Abbiamo il tempo di vedere i risultati delle politiche di welfare attuate oggi?
“Non c’è più tempo. Il Governo ha la responsabilità di intervenire oggi ed è ancora più urgente muoversi in questo senso”.
È davvero solo una questione di investimenti? O c’è dell’altro?
“Il governo deve fare la propria parte. Non si può dire che i giovani sono rinunciatari se non hanno gli strumenti per crescere. Non è solo una questione di investimento? Quando avremo politiche familiari al livello degli altri paesi europei e continueranno a non avere figli, allora potremo dire che non è solo una questione economica. Finché mancheranno strumenti oggettivi, non potremo dire che la natalità è più bassa per motivi culturali. Ci sono sicuramente anche cause di questo tipo, ma si superano dimostrando che il Paese investe, ci vuole un chiaro segno di incoraggiamento”.
Demografia non è solo denatalità, è quindi anche invecchiamento della popolazione. Conviene iniziare a puntare sulla Silver Economy? È una strategia vincente?
“La Silver Economy da sola non basta. Ma è importante valorizzare la lunga vita attiva. La longevità – con le nuove tecnologie – ci consente di valutare un ampio margine della popolazione che vede consumi, prodotti e servizi, che migliorano l’economia reale.
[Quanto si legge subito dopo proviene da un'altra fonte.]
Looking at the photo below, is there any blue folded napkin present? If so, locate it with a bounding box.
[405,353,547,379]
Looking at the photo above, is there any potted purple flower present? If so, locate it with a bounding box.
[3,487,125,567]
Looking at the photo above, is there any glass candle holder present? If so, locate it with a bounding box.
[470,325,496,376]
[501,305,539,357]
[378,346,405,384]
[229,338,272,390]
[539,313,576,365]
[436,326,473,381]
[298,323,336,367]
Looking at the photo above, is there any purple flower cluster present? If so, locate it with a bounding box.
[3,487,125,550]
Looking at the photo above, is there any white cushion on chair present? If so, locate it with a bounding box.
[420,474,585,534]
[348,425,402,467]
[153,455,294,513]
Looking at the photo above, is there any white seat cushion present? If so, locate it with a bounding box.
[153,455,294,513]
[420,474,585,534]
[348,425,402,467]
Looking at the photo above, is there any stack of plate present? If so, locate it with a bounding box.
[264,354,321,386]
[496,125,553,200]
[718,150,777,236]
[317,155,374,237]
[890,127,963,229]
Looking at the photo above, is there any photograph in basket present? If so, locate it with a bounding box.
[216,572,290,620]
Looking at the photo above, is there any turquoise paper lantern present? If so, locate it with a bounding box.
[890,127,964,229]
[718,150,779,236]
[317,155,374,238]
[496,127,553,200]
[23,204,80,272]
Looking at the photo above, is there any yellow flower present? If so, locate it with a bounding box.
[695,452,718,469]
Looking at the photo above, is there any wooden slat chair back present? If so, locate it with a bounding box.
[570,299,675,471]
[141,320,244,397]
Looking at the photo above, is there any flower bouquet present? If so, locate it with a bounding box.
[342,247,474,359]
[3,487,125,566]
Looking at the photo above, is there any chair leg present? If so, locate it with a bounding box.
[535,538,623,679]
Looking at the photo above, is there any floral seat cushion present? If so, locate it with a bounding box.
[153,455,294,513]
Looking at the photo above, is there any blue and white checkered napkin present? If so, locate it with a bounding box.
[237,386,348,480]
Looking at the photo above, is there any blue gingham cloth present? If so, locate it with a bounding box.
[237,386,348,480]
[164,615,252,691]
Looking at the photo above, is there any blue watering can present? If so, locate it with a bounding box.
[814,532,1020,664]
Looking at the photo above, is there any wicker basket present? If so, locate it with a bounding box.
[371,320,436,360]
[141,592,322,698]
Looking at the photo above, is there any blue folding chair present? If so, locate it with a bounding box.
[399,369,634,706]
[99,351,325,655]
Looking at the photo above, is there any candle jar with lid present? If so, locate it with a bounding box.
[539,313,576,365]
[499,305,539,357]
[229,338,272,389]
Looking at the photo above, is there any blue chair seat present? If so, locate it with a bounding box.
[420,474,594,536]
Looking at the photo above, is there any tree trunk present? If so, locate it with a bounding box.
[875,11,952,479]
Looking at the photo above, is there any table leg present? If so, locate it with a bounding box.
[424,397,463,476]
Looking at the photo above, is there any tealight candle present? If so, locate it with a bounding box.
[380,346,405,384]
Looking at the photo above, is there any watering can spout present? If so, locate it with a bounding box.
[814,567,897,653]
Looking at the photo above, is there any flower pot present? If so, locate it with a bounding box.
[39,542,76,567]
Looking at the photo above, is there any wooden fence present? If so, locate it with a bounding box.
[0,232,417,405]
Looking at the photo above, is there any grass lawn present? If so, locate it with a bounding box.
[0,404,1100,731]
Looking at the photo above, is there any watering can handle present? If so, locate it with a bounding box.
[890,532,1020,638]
È una fascia della popolazione in crescita, ma parliamo anche di una crescita qualitativa con un miglioramento dei consumi e che merita attenzione.
Tutto ciò, insieme agli investimenti di cui abbiamo parlato, deve creare un “Progetto Paese”, un modello sociale e di sviluppo per rispondere ai reali bisogni. I cambiamenti culturali e demografici spostano il peso elettorale. Anche gli over 65 elencano tra le priorità, dopo il sistema sanitario nazionale funzionante, considerano l’occupazione giovanile. Sono a conoscenza che le pensioni dipendono da un rapporto positivo con le nuove generazioni. Ci vuole consapevolezza per scegliere”.